There have been many globally recognised brands sustaining cyber-attacks during the pandemic, and some significant local examples in recent weeks with organisations like Toll Group, Regis Healthcare, and Garmin.
Many of these go unreported. The latest information from the Federal Government indicates there were nearly 450 attacks on Commonwealth-level entities last year.
What can organisations do to reduce the risk of being impacted by cyber threats?
- Devise an effective cybersecurity management system (CSMS): Having a good CSMS in place will address the majority of these challenges. Organisations should take the time to assess their cybersecurity management system and test the effectiveness of their cybersecurity controls against current threats.
- Early identification is key: Early identification of cybersecurity requirements needs to occur across all aspects of the project from design, procurement, construction, and operational phases.
- Listen to the experts: It makes sense to partner with organisations that have domain expertise to help identify, improve and manage cybersecurity. It’s impossible to do it alone. Domain experts with cybersecurity credentials can manage risks proportionately, operate safely and deliver the broadest cyber coverage.
- A focus on procurement: Procurement organisations often overlook cybersecurity requirements when negotiating contracts. By seeking organisations in the supply chain that have a good cybersecurity culture that have implemented a cybersecurity management system, procurement can reduce risk.
- The risk with contractors: Contractors can overlook cybersecurity if it is difficult to define, and competitive pressures may mean that it is not included if it is not requested. Some contractors believe they are not a target due to their small size. Contractors may represent an easier entry point into a larger organisation managing infrastructure assets. These larger organisations need to work with smaller suppliers and clearly communicate their cybersecurity requirements. By helping those smaller organisations understand the importance of cybersecurity to the project, they can reduce their overall risk. Providing a cybersecurity policy with suppliers to comply with can make a big difference.
- Insurance considerations: Cybersecurity insurance can be a good option to cover commercial risk, but read the fine print. You will still need to have your house in order, and you may not be covered for consequential damages if appropriate cybersecurity precautions are not in place. Note that, many companies have collapsed due to cyber-attacks and no insurance will cover you for the worst case.
- Find the gaps – and act on them: While most infrastructure asset operators are audited regularly for cybersecurity issues and risks, the audits seldom enforce action on identifiable gaps. Knowing which gaps present the greatest risks, and taking action on them, is imperative and yet rarely enforced.
What are the key changes in legislation/ regulations that industry needs to be across?
- The Australian Government’s Cyber Security Strategy 2020 that identifies critical infrastructure as a critical focal point across government and private sectors.
- The Security of Critical Infrastructure Act 2018 is now in full effect - amendments to the Act are expected to clarify cybersecurity obligations further.
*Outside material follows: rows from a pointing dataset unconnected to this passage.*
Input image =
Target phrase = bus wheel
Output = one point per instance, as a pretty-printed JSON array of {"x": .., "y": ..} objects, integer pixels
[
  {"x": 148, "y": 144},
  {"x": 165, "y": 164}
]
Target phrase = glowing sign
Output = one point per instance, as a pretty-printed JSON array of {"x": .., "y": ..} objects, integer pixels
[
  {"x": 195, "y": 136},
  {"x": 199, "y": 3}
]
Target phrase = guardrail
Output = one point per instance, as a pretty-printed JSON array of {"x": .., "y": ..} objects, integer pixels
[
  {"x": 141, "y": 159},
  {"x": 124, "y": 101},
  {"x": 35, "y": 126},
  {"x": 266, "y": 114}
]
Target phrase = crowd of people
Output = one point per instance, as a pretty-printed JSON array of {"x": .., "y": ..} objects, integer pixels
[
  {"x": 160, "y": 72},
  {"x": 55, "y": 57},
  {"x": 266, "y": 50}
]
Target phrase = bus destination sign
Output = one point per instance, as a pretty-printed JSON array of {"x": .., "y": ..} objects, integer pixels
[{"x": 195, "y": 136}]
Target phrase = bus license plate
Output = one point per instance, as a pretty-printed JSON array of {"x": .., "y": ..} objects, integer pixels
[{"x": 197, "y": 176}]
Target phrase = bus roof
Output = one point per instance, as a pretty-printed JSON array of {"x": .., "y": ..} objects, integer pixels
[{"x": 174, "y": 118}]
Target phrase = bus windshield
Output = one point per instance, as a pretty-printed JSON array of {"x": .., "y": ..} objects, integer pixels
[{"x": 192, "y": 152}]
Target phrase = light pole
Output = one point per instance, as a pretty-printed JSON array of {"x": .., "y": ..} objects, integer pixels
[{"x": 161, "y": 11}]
- Many organisations use a mixture of standards and guidelines to build a CSMS. IEC 62443 is now more prevalent in Australia for the security of Industrial Automation and Control Systems, relevant for plant and equipment. NIST is popularly used to establish a CSF (Cybersecurity Framework) that accommodates both Information Technology (IT) and Operational Technology (OT). ISO27000 is an ISMS (Information Security Management System) primarily referenced for information centric systems. Other government guidelines such as the Australian Signals Directorate (ASD) Essential controls and the Information Security Manual (ISM) exist that derive controls from other international standards mentioned. Safety standards such as AS IEC 61511 are also being updated to include cybersecurity references.
- A new standard for securing Building Information Modelling (BIM) systems has emerged in BS EN ISO 19650-5:2020.